APM Server/Agent Deployment Questions

I just started a new job, and have been tasked with researching deploying APM on an existing ELK stack. I have not worked with this technology before, so I'm watching a lot of videos and reading a lot of documentation trying to get up to speed.
I have tried to find documentation on system requirements, but not really finding a thorough answer as far as enterprise deployment. So hopefully someone can point me in the right direction.
Our current environment consists of the following (All hosted on AWS):
3 master elasticsearch servers that hold the API /queries/cluster management.
3 data elasticsearch servers
2 Kibana servers/ with logstash and beats

So based on this environment, how many APM servers would be suggested? What about sizing/cpu/memory?

I'm sure I am going to have more questions.. just trying to find somewhere to start.
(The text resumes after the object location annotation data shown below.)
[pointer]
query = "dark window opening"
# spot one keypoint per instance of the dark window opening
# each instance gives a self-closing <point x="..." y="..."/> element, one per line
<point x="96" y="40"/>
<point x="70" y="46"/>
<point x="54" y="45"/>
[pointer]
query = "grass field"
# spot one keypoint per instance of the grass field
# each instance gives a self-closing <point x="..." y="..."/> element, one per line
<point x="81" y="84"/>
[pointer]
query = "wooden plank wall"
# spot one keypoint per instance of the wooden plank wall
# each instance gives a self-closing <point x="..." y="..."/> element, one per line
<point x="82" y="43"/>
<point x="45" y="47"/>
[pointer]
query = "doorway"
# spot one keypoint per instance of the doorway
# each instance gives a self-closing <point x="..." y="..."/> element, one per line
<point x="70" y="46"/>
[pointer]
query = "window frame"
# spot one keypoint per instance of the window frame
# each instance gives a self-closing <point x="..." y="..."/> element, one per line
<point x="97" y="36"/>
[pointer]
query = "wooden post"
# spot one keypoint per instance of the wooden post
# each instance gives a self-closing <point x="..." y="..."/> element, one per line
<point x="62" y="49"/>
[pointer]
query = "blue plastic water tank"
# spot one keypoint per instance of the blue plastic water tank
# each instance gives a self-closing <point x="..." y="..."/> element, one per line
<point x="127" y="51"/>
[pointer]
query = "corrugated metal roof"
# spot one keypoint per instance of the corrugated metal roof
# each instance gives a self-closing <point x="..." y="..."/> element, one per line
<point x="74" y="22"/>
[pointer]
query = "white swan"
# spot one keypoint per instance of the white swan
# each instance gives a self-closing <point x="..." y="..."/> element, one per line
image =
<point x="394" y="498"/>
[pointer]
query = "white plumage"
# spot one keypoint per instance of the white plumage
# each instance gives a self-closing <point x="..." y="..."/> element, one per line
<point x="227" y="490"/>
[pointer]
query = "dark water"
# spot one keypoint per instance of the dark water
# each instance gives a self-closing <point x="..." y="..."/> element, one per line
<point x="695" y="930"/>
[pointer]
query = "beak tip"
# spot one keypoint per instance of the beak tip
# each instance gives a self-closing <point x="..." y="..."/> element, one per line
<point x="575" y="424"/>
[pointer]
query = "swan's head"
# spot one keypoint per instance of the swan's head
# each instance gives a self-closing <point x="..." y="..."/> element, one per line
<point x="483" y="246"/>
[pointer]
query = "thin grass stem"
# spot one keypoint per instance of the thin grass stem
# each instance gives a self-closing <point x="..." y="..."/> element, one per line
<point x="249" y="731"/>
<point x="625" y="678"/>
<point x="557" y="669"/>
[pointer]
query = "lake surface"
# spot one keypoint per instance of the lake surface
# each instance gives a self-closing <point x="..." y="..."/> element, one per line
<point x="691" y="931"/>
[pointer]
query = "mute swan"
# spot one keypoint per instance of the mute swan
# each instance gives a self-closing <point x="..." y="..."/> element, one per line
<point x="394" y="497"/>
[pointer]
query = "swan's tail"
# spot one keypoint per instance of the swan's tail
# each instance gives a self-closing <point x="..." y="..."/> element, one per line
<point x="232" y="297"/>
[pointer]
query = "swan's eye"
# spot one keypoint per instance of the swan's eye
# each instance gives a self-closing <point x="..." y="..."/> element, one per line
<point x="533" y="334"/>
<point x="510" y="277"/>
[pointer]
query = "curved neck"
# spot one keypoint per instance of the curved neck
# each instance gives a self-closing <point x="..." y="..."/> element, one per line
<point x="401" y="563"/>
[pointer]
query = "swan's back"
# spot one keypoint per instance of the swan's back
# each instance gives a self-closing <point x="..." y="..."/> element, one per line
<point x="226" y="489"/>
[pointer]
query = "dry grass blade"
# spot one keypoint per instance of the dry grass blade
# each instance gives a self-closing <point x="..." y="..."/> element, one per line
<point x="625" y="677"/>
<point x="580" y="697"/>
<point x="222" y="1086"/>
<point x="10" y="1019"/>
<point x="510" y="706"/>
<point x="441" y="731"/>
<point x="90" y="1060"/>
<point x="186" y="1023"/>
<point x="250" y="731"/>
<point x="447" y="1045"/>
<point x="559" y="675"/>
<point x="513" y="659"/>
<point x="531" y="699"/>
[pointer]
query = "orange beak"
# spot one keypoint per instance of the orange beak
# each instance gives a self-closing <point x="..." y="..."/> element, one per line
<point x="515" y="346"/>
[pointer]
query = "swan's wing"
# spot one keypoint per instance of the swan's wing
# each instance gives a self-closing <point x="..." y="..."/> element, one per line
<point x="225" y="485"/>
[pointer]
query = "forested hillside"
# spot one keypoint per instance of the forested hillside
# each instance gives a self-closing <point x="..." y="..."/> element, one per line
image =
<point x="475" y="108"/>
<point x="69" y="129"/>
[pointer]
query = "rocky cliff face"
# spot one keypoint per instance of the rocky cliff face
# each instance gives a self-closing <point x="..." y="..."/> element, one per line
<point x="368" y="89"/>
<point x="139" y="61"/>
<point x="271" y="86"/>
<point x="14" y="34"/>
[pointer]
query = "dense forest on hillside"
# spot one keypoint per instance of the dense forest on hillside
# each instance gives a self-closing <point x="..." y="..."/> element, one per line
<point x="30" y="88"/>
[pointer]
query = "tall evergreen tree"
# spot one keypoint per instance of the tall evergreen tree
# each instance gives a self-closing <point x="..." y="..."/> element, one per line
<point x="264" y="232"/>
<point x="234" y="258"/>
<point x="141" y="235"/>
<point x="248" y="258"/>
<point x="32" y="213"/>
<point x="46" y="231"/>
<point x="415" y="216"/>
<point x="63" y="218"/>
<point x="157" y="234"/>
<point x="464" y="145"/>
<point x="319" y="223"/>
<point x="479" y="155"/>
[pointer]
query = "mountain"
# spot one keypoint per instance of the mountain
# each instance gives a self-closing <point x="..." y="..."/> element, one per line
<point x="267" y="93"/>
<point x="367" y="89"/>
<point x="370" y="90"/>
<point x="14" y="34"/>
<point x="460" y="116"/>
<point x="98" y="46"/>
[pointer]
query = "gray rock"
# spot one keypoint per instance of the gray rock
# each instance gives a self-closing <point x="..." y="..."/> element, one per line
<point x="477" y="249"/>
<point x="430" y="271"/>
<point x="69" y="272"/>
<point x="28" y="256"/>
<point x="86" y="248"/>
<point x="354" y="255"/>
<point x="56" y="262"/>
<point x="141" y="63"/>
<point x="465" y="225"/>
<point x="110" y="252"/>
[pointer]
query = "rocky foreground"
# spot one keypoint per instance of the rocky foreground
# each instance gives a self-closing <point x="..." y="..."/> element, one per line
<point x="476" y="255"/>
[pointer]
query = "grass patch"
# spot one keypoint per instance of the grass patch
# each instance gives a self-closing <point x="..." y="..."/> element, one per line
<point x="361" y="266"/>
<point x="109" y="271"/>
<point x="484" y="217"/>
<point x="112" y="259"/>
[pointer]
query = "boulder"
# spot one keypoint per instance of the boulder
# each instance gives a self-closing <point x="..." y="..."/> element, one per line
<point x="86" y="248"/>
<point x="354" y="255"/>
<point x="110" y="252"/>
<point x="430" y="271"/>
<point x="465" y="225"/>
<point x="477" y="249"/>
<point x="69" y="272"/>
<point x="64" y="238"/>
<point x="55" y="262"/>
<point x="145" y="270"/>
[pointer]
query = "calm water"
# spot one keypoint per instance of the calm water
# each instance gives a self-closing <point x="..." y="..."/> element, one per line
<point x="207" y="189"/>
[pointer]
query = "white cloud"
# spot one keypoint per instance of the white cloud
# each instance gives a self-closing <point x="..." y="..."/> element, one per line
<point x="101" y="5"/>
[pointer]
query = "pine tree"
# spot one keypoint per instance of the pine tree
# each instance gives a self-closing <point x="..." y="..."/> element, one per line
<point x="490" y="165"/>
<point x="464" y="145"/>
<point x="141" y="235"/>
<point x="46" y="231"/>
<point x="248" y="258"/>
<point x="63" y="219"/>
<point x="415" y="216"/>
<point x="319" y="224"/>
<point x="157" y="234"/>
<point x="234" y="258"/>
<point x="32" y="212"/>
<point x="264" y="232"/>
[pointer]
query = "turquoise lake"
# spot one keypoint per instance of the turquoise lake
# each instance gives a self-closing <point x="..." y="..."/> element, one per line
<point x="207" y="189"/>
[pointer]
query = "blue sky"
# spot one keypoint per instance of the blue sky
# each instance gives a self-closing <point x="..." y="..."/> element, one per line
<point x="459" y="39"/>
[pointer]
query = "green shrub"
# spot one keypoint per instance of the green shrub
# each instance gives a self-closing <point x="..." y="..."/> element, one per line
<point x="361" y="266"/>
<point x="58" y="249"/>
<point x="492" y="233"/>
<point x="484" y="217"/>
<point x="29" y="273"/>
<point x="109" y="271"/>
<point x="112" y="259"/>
Hello @Alyson_Whitaker, glad to hear you're giving APM a spin. APM Server sizing is generally based on the kinds of applications you're instrumenting. This guide should help get you to an initial deployment. We recommend you enable monitoring to keep an eye on APM Server performance.

Good luck and keep the questions coming!

Thanks @gil for your response. Do you have any documentation that can give me an insight on how many APM servers I should have in my stack? I'm not sure whether I should match the amount of APM with our current elastic search servers.

Hi @Alyson_Whitaker,

As @gil mentioned, APM server sizing depends on the kind and number of applications that need to be instrumented.

Review how many applications that need to be instrumented, and how much load you are expecting from each server. I would say start out with setting up an APM server with medium size and instrument one of your application and monitor the following

  • Memory
  • CPU
  • Load
  • Failed Rate
  • Response Errors

Now you will have a better idea about how much load you might be dealing with, then you can determine the APM server sizes and number of instances

This guide will inform you about the performance for various instance types (512Mb vs 2Gb vs 8Gb). Also, see this note

Don’t forget that the APM Server is stateless. Several instances running do not need to know about each other. This means that with a properly sized Elasticsearch instance, APM Server scales out linearly.

Some of the important configuration options that you need to consider are

  • queue.mem.events
  • queue.mem.flush.min_events
  • output.elasticsearch.workers
  • output.elasticsearch.bulk_max_size

You can review some of the tuning options here.

While monitoring the APM server, you can review here for some common problems that you may encounter.

Good luck!